Vitamin C sensor offers new opportunities in personalized health
The vitamin C sensor was developed by a team at the University of California San Diego. While wearable tech is nothing new, this device stands out because it monitors nutrient levels rather than physical activity, vital signs, or symptoms.
The device is another example of how the nutrition market is continuously trending toward more personalized options.
Study author Joseph Wang, a professor of nanoengineering and director of the Center of Wearable Sensors at UC San Diego, said rarely are wearable sensors considered for precision nutrition.
“Wearable sensors have traditionally been focused on their use in tracking physical activity, or for monitoring disease pathologies, like in diabetes,” added first-author Juliane Sempionatto, a PhD Candidate in nanoengineering in Wang’s lab at the UC San Diego Jacobs School of Engineering. “This is the first demonstration of using an enzyme-based approach to track changes in the level of a necessary vitamin, and opens a new frontier in the wearable device arena.”
How it works
The device is a flexible vitamin C tattoo patch which was fabricated on a polyurethane substrate that can be applied to the user’s skin. It contains a system that stimulates sweating and an electrode sensor designed to detect vitamin C levels in the perspiration. When sweat contains vitamin C, the enzyme converts it to dehydroascorbic acid. The conversion process generates an electric current which the sensor detects and measures to analyze vitamin C levels.
Promising personal nutrition applications
In vitro testing as well as testing in four human subjects who consumed vitamin C supplements and vitamin C-containing fruit juices showed that the device was highly sensitive to detecting changes in the levels and dynamics of the vitamin when tracked over two hours.
“Temporal vitamin C profiles in sweat are demonstrated using different subjects taking varying amounts of commercial vitamin C pills or vitamin C-rich beverages. The dynamic rise and fall of such vitamin C sweat levels is thus demonstrated with no interference from other sweat constituents. Differences in such dynamics among the individual subjects indicate the potential of the epidermal biosensor for personalized nutrition solutions. The flexible tattoo patch displayed mechanical resiliency to multiple stretching and bending deformations,” the authors said.

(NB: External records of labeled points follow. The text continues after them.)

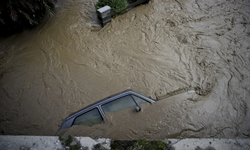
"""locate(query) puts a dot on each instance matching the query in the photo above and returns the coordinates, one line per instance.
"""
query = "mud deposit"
(69, 62)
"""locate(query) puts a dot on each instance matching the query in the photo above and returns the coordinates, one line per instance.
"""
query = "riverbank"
(53, 143)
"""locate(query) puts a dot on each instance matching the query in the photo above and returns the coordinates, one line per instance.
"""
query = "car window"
(138, 100)
(119, 104)
(89, 118)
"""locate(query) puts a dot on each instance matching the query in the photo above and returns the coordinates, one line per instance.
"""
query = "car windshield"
(119, 104)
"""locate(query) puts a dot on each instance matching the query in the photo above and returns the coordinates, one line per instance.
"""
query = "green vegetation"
(18, 15)
(138, 144)
(116, 5)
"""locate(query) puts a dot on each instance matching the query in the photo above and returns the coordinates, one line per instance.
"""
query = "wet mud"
(69, 62)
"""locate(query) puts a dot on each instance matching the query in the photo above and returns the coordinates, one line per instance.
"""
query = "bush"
(116, 5)
(18, 15)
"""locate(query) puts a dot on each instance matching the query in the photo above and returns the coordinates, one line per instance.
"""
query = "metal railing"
(105, 14)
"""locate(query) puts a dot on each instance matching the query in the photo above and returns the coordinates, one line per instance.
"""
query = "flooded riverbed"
(69, 62)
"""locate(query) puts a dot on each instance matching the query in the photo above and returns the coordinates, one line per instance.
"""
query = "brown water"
(69, 62)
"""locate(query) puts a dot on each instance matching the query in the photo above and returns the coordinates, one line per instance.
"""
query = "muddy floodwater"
(69, 62)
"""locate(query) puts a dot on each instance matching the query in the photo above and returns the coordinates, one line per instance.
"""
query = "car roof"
(108, 99)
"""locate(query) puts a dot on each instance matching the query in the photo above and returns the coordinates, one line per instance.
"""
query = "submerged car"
(95, 114)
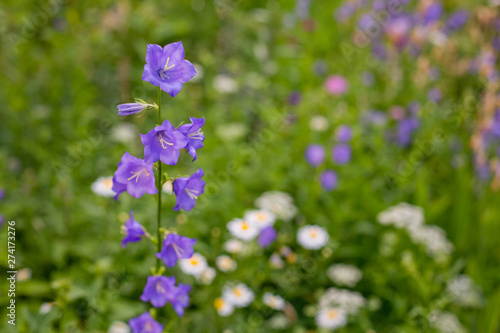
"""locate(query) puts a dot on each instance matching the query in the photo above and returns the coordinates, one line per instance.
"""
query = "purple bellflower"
(315, 155)
(176, 247)
(167, 67)
(341, 154)
(145, 324)
(267, 236)
(187, 190)
(328, 180)
(194, 135)
(136, 174)
(159, 290)
(163, 143)
(180, 299)
(134, 231)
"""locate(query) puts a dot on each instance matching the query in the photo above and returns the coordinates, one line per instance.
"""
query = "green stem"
(159, 188)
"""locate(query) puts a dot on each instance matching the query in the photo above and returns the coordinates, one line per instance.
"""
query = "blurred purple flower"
(315, 155)
(435, 95)
(267, 236)
(176, 247)
(344, 133)
(336, 84)
(328, 180)
(167, 67)
(341, 154)
(405, 130)
(457, 20)
(187, 190)
(344, 12)
(145, 324)
(136, 175)
(194, 135)
(134, 231)
(433, 13)
(163, 143)
(367, 78)
(158, 290)
(294, 98)
(180, 299)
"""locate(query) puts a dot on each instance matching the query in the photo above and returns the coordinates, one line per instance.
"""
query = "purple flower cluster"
(315, 155)
(405, 30)
(166, 68)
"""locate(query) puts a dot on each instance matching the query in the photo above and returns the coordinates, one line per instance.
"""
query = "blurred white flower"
(103, 186)
(274, 301)
(349, 301)
(463, 291)
(24, 274)
(194, 265)
(223, 307)
(260, 217)
(233, 246)
(319, 123)
(402, 215)
(242, 229)
(118, 327)
(125, 133)
(445, 322)
(225, 263)
(46, 307)
(279, 203)
(168, 187)
(346, 275)
(312, 237)
(225, 84)
(239, 295)
(331, 318)
(207, 276)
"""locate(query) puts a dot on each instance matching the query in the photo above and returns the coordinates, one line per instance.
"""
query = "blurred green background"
(66, 64)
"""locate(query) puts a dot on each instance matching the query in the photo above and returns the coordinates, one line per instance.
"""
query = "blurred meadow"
(347, 108)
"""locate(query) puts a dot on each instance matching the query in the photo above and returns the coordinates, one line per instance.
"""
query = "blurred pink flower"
(336, 84)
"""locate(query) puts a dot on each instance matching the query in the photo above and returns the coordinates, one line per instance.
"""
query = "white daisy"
(225, 263)
(274, 301)
(118, 327)
(233, 246)
(207, 276)
(242, 229)
(279, 203)
(402, 215)
(238, 295)
(102, 186)
(260, 217)
(318, 124)
(331, 318)
(194, 265)
(346, 275)
(223, 307)
(312, 237)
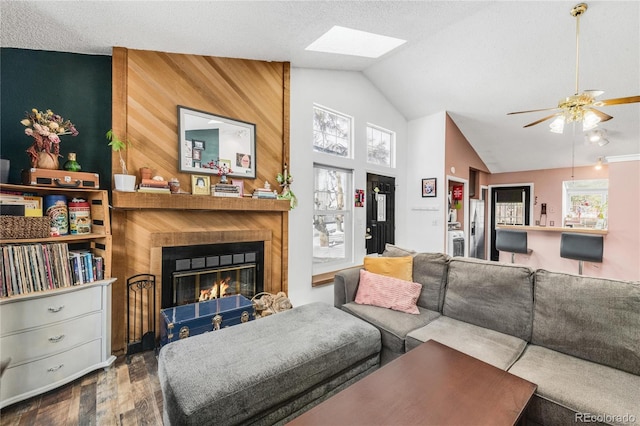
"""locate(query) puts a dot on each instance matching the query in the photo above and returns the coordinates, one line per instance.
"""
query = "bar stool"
(581, 247)
(512, 241)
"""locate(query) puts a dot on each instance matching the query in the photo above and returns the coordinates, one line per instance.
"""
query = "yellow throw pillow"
(396, 267)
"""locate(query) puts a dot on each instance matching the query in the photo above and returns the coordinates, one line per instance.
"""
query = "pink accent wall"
(460, 154)
(621, 244)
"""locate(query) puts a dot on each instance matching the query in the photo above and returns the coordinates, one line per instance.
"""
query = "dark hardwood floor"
(124, 394)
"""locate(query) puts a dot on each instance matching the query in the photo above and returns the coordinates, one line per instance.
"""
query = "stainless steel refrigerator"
(476, 229)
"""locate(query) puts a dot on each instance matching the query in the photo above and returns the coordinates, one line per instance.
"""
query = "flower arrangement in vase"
(285, 180)
(46, 128)
(223, 170)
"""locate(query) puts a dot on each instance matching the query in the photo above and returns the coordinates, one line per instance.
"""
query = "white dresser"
(54, 337)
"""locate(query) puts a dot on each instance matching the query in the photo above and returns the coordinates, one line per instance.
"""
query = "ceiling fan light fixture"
(599, 164)
(557, 125)
(589, 121)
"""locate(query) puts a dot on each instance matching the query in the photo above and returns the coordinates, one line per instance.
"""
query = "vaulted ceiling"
(477, 60)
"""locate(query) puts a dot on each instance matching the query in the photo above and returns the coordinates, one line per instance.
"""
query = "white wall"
(353, 94)
(425, 218)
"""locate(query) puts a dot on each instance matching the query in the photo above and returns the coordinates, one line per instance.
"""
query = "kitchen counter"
(555, 229)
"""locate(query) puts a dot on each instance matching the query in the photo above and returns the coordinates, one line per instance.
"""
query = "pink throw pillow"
(388, 292)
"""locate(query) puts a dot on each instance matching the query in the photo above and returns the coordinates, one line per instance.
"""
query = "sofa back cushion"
(498, 296)
(430, 270)
(596, 319)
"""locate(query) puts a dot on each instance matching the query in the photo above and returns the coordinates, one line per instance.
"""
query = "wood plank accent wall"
(147, 88)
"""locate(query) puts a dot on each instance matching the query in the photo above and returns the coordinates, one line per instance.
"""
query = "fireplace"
(211, 270)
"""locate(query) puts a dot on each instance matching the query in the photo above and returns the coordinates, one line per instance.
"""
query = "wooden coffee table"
(432, 384)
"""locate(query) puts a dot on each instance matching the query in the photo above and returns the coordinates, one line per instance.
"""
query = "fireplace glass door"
(193, 286)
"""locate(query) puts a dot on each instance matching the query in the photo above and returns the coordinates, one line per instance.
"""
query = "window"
(331, 132)
(585, 202)
(380, 146)
(332, 218)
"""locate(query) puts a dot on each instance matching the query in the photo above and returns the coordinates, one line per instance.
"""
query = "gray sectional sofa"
(576, 337)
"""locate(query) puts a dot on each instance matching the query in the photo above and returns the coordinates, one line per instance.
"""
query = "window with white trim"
(331, 132)
(332, 218)
(380, 146)
(585, 203)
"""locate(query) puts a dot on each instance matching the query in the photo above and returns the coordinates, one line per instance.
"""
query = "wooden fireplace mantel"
(136, 200)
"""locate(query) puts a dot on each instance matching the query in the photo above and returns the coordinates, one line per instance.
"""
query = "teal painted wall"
(77, 87)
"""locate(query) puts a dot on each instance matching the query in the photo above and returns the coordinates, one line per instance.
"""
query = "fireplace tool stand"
(141, 313)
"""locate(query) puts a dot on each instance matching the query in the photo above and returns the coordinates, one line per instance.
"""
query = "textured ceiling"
(477, 60)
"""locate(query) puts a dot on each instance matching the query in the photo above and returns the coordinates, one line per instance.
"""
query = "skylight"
(346, 41)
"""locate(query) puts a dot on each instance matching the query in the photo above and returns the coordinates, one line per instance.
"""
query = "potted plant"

The researchers also tested the electrode detector’s ability to detect temporal vitamin C changes in tears and saliva, demonstrating its cross-functionality.
“The enzyme ascorbate oxidase (AAOx) biosensor is shown to be useful as a disposable strip for the rapid in vitro detection of vitamin C in untreated raw saliva and tears following pill or juice intake,” the report noted.
The authors also suggested the sensors offer potential for guiding personalized nutrition solutions.
“Despite the rapid development of wearable biosensors, the potential of these devices to guide personalized nutrition has not yet been reported,” said Wang. “I hope that the new epidermal patch will facilitate the use of wearable sensors for non-invasive nutrition status assessments and tracking of nutrient uptake toward detecting and correcting nutritional deficiencies, assessing adherence to vitamin intake, and supporting dietary behavior change.”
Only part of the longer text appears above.